Keluarga Nabi dan Rumahtangga
Nabi shallallahu ‘alaihi wasallam
Allah
berfirman;
“Dan
(ingatlah), ketika kamu berangkat pada pagi hari dari (rumah) keluargamu akan
menempatkan para mukmin pada beberapa tempat untuk berperang…”[1] Siapakah yang
dimaksud dengan “Ahli” yang dari (rumah) mereka Rasulullah shallallahu ‘alaihi
wasallam berangkat berperang pada pagi hari? Bukankah mereka adalah orang-orang
yang tinggal bersama beliau dalam satu rumah? Tidak lain mereka adalah para
istri beliau yang merupakan Ahlulbaitnya, sebagaimana difirmankan Allah;
“Sebagaimana
Rabbmu menyuruhmu pergi dari rumahmu dengan kebenaran, padahal sesungguhnya
sebagian dari orang-orang yang beriman itu tidak menyukainya.”[2]
Rumah
Rasulullah shallallahu ‘alaihi wasallam ada sendiri, disitu tempat beliau
bernaung, tidur begitu juga makan dan minum serta beraktifitas seperti seorang
laki-laki beraktifitas di dalam rumahnya.

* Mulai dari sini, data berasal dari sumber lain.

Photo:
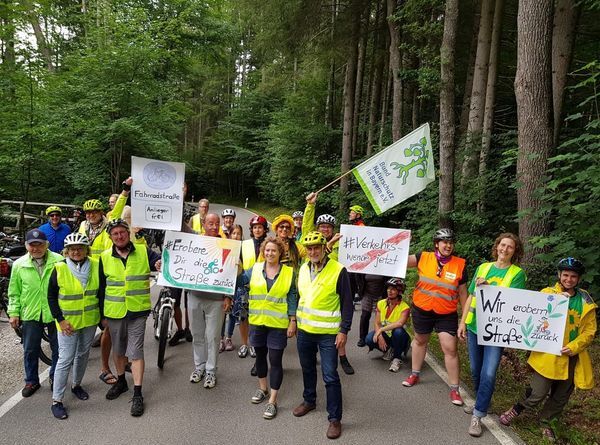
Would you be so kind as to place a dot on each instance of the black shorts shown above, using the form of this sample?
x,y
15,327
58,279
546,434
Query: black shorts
x,y
425,322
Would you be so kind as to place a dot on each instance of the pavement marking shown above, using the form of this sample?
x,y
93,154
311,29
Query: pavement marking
x,y
10,403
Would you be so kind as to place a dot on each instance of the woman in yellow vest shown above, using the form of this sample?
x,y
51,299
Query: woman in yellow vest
x,y
392,315
73,301
506,251
272,315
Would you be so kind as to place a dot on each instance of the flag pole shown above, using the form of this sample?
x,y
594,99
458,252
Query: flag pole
x,y
334,181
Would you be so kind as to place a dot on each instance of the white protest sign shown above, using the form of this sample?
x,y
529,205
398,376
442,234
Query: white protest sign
x,y
157,193
521,319
198,262
374,250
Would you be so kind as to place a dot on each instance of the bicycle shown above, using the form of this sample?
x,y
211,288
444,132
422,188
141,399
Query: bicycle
x,y
163,314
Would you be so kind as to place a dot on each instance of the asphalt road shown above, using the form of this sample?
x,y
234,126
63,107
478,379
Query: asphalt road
x,y
377,408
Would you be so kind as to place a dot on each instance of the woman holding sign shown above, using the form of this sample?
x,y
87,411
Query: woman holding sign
x,y
506,251
272,315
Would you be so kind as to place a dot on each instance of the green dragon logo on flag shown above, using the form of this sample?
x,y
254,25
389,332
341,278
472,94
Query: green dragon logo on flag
x,y
419,151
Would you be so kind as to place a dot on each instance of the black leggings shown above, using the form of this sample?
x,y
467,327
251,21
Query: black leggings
x,y
275,360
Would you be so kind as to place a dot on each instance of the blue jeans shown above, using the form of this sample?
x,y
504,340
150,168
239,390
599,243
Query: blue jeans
x,y
484,364
308,344
32,344
399,341
73,350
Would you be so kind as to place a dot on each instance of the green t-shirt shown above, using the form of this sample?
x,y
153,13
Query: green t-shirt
x,y
494,278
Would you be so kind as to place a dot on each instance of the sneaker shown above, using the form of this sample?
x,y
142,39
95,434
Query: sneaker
x,y
137,406
475,427
197,375
30,389
116,390
59,411
179,335
270,411
259,396
80,393
395,366
455,398
508,416
411,380
388,354
346,366
210,380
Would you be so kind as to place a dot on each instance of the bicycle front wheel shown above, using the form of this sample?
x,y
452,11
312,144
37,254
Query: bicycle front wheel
x,y
162,337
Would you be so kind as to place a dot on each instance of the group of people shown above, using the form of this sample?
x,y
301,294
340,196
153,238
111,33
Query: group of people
x,y
289,284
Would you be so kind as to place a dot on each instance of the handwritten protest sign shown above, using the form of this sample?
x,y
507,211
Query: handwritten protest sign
x,y
157,193
521,319
374,250
198,262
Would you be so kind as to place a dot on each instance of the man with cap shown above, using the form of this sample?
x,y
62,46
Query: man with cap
x,y
124,297
55,230
28,305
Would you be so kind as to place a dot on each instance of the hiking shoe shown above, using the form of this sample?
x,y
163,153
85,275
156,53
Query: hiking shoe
x,y
508,416
197,375
346,366
80,393
475,427
210,380
59,411
116,390
30,389
270,411
455,398
259,396
395,365
179,335
388,354
411,380
137,406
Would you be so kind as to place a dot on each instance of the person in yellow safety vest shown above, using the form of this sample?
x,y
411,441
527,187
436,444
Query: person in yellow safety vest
x,y
124,296
441,284
73,301
326,225
324,317
506,251
272,314
392,315
555,377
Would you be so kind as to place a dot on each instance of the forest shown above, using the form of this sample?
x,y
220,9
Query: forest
x,y
272,100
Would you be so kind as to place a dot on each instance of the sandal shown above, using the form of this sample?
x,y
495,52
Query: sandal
x,y
108,377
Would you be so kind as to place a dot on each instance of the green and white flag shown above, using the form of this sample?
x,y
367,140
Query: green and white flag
x,y
398,172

Dalam rumah tersebut terdapat para
istri beliau, dan tidak lain mereka merupakan Ahlubaitnya, anak laki-laki
beliau semuanya telah meninggal, sedangkan anak-anak perempuan beliau sebagian
meninggal dan sebagian lainnya menikah kemudian keluar dari rumah beliau.
Rumah
Rasulullah shallallahu ‘alaihi wasallam sebanyak jumlah istri beliau, setiap
istri memilki satu rumah, sebagaiana dinyatakan Allah dengan bentuk jamak
(Buyuut jamak Bait). Kata buyut (rumah) yang berjumlah sebanyak jumlah istri
beliau, terkadang disandarkan kepada beliau dan terkadang disandarkan kepada
istri-istri beliau yang maknanya sama. Bagaimana mungkin seseorang memiliki
rumah, tetapi disisi lain ia tidak termasuk Ahlulbait (keluarga) dari rumah
tersebut? Rumah-rumah istri Nabi shallallahu ‘alaihi wasallam penghuninya
adalah istri-istri beliau, secara otomatis mereka adalah keluarga beliau,
sehingga jelas bahwa mereka adalah Ahlulbait beliau, sebagaimana firman Allah;
“Hai orang-orang
yang beriman, janganlah kamu memasuki rumah- rumah Nabi kecuali bila kamu
diizinkan untuk makan dengan tidak menunggu-nunggu waktu masak (makanannya)…”[3]
Kemudian
Allah menyebutkan dalam ayat yang sama, adab yang wajib atas orang-orang mukmin
ketika bermuamalah dengan Ahlulbait (para istri beliau);
“Apabila
kamu meminta sesuatu (keperluan) kepada mereka (isteri- isteri Nabi), maka
mintalah dari belakang tabir…”[4]
Allah
juga berfirman yang khithabnya ditujukan kepada para isteri beliau menggunakan
kata buyut yang disandarkan kepada mereka;
“Dan
hendaklah kamu tetap di rumahmu dan janganlah kamu berhias dan bertingkah laku
seperti orang-orang jahiliyah yang dahulu dan dirikanlah shalat, tunaikanlah
zakat dan taatilah Allah dan Rasul-Nya. Sesungguhnya Allah bermaksud hendak
menghilangkan dosa dari kamu, hai ahlul bait dan membersihkan kamu
sebersih-bersihnya.
Dan
ingatlah apa yang dibacakan di rumahmu dari ayat-ayat Allah dan hikmah (sunnah
nabimu). Sesungguhnya Allah adalah Maha lembut lagi Maha mengetahui.”[5]
Perhatikanlah,
bagaimana Allah menyebutkan; (Dan hendaklah kamu tetap di rumahmu), kemudian
mengatakan; “Ahlulbait” setelah itu mengatakan; “Dan ingatlah apa yang
dibacakan di rumahmu”, ini menunjukkan bahwa “Ahlulbait” yang disebutkan dalam
ayat diatas, khithabnya sama dengan yang setelahnya di ayat yang sama, bahwa
rumah Nabi shallallahu ‘alaihi wasallam adalah rumah isterinya juga, karena
jumlah rumahnya tidak hanya satu, maka penyebutannya disandarkan kepada beliau
dengan bentuk jamak, sehingga dikatakan; “buyuutun nabi (rumah-rumah nabi)”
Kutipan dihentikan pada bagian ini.